From this study, we have demonstrated the reliability of the Labyrinth-DEPArray pipeline to accurately and consistently identity copy number variations from single CTCs. Unlike other traditional methods of CTC enrichment, such the FDA approved CellSearch system, the Labyrinth is a high-throughput (30 mL of blood per hour) technology capable of enriching an un-biased of cells. CNV profiles generated from conventional pancreatic cancer cell lines were shown to be consistent with previously published cell line data. The novel sequencing of two patient-derived CTC cell lines demonstrated the ability of the workflow to identify cancer-specific genes within regions of copy number gains and losses. This pipeline offers a diagnostic tool to perform longitudinal studies throughout the course of a patient’s treatment. CNVs have been highly correlated to differential gene expression, providing us with valuable, patient-specific information that is readily accessible. Additionally, cells isolated using the Labyrinth-DEPArray pipeline are more representative of a heterogenous cell population which allows for a more thorough characterization of a patient’s cancer. For the sake of this study, we limited our analysis to CNVs using low-pass sequencing. However, this workflow can be modified and adjusted to examine other genomic aberrations across various cancer types. In the future, we aim to apply this workflow to a larger patient cohort to evaluate how various CNV profiles within patients may correlate with disease progression.

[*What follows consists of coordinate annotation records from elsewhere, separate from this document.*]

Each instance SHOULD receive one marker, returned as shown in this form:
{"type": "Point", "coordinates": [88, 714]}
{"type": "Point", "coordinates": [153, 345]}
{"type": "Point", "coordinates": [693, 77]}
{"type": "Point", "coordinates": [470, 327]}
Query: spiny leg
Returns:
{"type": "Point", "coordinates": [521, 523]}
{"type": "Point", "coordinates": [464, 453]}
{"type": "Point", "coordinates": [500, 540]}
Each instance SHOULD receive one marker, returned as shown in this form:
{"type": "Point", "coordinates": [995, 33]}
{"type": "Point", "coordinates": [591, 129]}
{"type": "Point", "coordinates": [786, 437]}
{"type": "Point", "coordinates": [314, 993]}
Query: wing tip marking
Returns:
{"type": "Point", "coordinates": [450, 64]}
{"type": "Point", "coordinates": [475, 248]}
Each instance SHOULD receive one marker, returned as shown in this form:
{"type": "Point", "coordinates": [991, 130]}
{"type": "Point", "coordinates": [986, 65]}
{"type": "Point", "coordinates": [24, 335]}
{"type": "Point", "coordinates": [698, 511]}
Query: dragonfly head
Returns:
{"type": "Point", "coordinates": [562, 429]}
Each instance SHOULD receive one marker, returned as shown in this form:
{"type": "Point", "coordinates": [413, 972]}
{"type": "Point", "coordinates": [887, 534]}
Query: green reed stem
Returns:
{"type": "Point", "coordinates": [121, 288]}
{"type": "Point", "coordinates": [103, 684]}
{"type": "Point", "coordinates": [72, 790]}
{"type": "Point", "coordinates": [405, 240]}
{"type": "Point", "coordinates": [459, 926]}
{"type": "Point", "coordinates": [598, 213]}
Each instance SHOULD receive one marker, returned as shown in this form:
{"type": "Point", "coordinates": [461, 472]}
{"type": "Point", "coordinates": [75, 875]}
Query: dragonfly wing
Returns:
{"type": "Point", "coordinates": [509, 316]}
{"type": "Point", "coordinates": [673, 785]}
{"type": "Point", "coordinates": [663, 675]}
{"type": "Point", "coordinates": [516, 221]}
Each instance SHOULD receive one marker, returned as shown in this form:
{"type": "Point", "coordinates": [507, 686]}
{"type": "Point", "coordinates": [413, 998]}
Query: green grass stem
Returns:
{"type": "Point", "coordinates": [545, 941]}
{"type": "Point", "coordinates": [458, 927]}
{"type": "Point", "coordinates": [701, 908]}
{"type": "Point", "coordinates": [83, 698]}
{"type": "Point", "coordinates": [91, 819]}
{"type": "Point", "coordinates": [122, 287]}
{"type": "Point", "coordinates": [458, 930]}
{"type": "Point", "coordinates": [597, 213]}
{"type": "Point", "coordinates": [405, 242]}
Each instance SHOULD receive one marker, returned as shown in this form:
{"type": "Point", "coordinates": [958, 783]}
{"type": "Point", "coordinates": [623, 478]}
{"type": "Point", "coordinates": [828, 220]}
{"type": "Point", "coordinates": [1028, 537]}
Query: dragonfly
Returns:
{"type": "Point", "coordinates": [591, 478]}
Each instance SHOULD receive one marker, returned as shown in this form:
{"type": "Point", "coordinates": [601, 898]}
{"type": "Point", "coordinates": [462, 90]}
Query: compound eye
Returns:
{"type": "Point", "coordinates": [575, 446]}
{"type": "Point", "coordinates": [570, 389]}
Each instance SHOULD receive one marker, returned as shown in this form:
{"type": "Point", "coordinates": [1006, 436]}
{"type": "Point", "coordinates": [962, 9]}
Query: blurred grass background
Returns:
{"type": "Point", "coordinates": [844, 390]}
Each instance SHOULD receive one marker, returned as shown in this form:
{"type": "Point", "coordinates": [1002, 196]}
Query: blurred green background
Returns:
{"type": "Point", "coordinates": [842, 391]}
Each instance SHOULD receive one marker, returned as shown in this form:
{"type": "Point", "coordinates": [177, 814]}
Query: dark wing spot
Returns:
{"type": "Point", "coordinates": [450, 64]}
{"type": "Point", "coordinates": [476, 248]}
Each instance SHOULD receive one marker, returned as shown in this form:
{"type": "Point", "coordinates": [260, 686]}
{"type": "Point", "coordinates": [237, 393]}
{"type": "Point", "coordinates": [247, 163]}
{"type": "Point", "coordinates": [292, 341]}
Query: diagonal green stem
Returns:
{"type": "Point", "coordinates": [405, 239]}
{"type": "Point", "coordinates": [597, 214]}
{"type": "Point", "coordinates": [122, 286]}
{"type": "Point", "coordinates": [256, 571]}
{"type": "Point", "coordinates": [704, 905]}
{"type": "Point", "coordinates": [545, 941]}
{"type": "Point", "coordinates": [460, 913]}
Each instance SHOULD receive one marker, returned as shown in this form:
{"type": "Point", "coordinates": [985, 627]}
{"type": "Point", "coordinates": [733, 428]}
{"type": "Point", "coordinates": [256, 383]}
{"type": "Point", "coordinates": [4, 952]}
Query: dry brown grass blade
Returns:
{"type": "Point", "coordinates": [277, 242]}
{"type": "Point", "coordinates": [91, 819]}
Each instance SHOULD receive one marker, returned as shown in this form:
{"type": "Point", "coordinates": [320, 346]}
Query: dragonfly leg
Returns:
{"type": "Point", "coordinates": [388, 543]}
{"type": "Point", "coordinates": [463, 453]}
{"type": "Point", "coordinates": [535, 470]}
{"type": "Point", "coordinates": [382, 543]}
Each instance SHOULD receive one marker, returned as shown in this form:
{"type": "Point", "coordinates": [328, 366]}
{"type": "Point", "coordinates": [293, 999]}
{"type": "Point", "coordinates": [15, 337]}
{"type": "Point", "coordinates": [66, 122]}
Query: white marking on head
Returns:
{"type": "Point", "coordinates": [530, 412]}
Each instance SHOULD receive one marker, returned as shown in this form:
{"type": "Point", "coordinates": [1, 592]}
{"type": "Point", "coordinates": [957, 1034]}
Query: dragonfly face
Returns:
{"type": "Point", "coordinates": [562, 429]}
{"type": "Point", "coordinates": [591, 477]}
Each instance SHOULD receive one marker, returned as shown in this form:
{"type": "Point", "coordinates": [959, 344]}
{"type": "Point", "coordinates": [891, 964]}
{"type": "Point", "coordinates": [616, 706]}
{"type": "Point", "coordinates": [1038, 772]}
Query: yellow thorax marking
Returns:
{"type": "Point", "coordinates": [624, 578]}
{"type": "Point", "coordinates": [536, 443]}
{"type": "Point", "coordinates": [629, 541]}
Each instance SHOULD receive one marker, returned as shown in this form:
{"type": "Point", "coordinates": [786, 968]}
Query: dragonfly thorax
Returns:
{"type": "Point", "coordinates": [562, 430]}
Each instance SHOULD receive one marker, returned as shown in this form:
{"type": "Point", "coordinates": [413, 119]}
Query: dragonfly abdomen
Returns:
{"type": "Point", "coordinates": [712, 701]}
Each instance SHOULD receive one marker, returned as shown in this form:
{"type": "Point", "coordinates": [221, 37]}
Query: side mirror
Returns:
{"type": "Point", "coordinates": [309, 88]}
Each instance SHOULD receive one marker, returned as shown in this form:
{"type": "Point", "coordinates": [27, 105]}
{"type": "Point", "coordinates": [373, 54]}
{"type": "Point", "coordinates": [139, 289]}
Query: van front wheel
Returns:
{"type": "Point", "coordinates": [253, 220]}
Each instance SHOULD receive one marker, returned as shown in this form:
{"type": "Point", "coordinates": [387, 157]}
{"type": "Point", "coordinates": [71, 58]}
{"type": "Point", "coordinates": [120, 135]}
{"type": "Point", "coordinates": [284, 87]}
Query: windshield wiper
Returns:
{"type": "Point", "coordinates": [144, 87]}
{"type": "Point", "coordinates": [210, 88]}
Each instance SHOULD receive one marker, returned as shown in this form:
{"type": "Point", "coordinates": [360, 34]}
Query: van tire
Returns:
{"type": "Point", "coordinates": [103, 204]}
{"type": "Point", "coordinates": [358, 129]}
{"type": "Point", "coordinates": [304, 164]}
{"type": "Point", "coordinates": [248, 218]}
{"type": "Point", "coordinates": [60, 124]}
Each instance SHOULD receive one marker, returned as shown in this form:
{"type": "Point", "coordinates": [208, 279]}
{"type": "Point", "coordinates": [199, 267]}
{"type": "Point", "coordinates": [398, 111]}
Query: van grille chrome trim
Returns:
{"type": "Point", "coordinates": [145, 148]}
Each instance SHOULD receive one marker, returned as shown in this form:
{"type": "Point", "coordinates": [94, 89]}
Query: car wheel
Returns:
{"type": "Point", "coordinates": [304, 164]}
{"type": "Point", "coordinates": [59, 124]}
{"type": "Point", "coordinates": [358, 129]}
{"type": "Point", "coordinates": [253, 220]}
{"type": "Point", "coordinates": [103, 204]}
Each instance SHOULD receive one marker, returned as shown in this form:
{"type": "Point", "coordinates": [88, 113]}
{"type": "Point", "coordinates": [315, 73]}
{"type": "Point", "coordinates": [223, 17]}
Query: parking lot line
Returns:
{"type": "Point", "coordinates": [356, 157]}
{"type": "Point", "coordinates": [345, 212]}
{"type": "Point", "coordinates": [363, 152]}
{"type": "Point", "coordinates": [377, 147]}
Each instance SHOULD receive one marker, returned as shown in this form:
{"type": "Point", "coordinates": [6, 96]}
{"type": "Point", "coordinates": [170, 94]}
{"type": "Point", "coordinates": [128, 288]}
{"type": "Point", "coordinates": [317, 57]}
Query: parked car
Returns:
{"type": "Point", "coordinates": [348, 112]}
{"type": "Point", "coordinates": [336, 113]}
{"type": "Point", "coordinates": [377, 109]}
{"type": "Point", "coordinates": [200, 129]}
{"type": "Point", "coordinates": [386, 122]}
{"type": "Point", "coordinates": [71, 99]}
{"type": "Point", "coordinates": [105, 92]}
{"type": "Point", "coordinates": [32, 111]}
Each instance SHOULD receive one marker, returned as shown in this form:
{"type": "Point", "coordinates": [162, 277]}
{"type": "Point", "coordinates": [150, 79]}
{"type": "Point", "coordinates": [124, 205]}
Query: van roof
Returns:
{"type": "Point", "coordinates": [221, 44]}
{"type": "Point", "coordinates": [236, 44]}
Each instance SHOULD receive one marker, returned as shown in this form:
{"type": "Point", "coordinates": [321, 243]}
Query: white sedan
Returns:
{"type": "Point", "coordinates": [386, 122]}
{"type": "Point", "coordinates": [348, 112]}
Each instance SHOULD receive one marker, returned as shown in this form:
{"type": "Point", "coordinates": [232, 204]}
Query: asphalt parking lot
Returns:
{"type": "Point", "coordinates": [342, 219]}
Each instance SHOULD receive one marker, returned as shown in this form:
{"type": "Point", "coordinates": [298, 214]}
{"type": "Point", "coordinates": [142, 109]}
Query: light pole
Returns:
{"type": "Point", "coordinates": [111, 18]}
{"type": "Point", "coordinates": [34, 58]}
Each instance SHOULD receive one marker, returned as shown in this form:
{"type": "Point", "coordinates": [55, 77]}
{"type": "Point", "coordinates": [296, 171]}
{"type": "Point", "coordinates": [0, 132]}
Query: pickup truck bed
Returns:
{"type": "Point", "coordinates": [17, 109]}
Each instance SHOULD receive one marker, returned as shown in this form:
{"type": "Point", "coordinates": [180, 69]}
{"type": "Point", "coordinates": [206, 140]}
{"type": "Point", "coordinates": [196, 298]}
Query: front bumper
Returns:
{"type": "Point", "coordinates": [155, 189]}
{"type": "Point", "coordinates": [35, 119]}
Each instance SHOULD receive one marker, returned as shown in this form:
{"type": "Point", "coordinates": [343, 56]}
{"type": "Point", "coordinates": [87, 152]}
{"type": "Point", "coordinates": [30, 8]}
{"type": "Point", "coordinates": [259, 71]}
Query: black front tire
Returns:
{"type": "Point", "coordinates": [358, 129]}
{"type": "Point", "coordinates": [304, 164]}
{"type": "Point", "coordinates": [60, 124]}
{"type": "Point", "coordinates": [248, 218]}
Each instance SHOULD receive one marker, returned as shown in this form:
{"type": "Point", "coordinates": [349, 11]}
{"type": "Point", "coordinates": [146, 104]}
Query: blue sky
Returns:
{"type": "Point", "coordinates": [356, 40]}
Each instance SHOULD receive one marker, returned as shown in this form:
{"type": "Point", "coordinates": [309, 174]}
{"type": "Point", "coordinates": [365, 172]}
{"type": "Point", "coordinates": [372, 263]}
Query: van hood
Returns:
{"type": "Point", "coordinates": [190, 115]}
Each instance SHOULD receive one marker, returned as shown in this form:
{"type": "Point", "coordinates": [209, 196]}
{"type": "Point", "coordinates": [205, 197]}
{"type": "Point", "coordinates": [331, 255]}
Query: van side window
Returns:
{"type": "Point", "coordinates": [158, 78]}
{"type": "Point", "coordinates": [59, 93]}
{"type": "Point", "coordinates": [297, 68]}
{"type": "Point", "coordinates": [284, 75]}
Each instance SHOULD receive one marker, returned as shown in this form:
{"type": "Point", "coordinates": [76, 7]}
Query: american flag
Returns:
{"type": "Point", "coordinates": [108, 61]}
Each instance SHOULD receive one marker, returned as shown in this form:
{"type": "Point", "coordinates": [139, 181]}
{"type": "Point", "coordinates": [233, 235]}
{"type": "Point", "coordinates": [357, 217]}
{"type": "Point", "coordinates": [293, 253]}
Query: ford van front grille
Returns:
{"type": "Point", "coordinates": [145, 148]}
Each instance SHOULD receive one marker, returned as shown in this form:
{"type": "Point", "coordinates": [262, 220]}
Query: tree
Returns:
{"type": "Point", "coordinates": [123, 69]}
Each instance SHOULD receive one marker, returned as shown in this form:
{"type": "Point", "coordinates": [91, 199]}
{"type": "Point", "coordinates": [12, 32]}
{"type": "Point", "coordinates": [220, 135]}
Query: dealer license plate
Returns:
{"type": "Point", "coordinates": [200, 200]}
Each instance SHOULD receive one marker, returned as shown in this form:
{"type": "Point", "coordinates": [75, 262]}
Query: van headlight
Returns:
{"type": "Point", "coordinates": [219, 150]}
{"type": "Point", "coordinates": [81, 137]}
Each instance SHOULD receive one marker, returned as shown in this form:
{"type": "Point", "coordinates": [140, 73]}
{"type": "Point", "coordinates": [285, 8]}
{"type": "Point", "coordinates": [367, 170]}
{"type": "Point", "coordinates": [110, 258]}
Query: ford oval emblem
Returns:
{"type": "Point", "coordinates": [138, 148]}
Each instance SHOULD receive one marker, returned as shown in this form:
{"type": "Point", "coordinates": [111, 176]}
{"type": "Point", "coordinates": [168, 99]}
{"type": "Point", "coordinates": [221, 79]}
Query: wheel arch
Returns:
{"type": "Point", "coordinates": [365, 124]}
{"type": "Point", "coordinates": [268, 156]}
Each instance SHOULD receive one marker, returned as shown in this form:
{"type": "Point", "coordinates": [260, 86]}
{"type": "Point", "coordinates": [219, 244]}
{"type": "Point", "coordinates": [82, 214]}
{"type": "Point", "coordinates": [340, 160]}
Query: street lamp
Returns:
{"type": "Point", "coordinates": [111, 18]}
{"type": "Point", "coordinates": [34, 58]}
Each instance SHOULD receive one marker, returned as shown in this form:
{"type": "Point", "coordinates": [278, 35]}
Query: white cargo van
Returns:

Figure 1: Overview of Labyrinth-DEPArray workflow. 1) Cells are obtained from either culture or by processing blood through the Labyrinth system. 2) Cell samples are fixed and fluorescently stained to differentiate cell populations. 3) The cells are loaded onto the DEPArray system an individually partitioned for downstream analysis. 4-5) Single cells are processed for whole genome amplification and low-pass sequencing. Quality control is performed after each step. 6) Copy number variation (CNV) profiles are generated for each cell.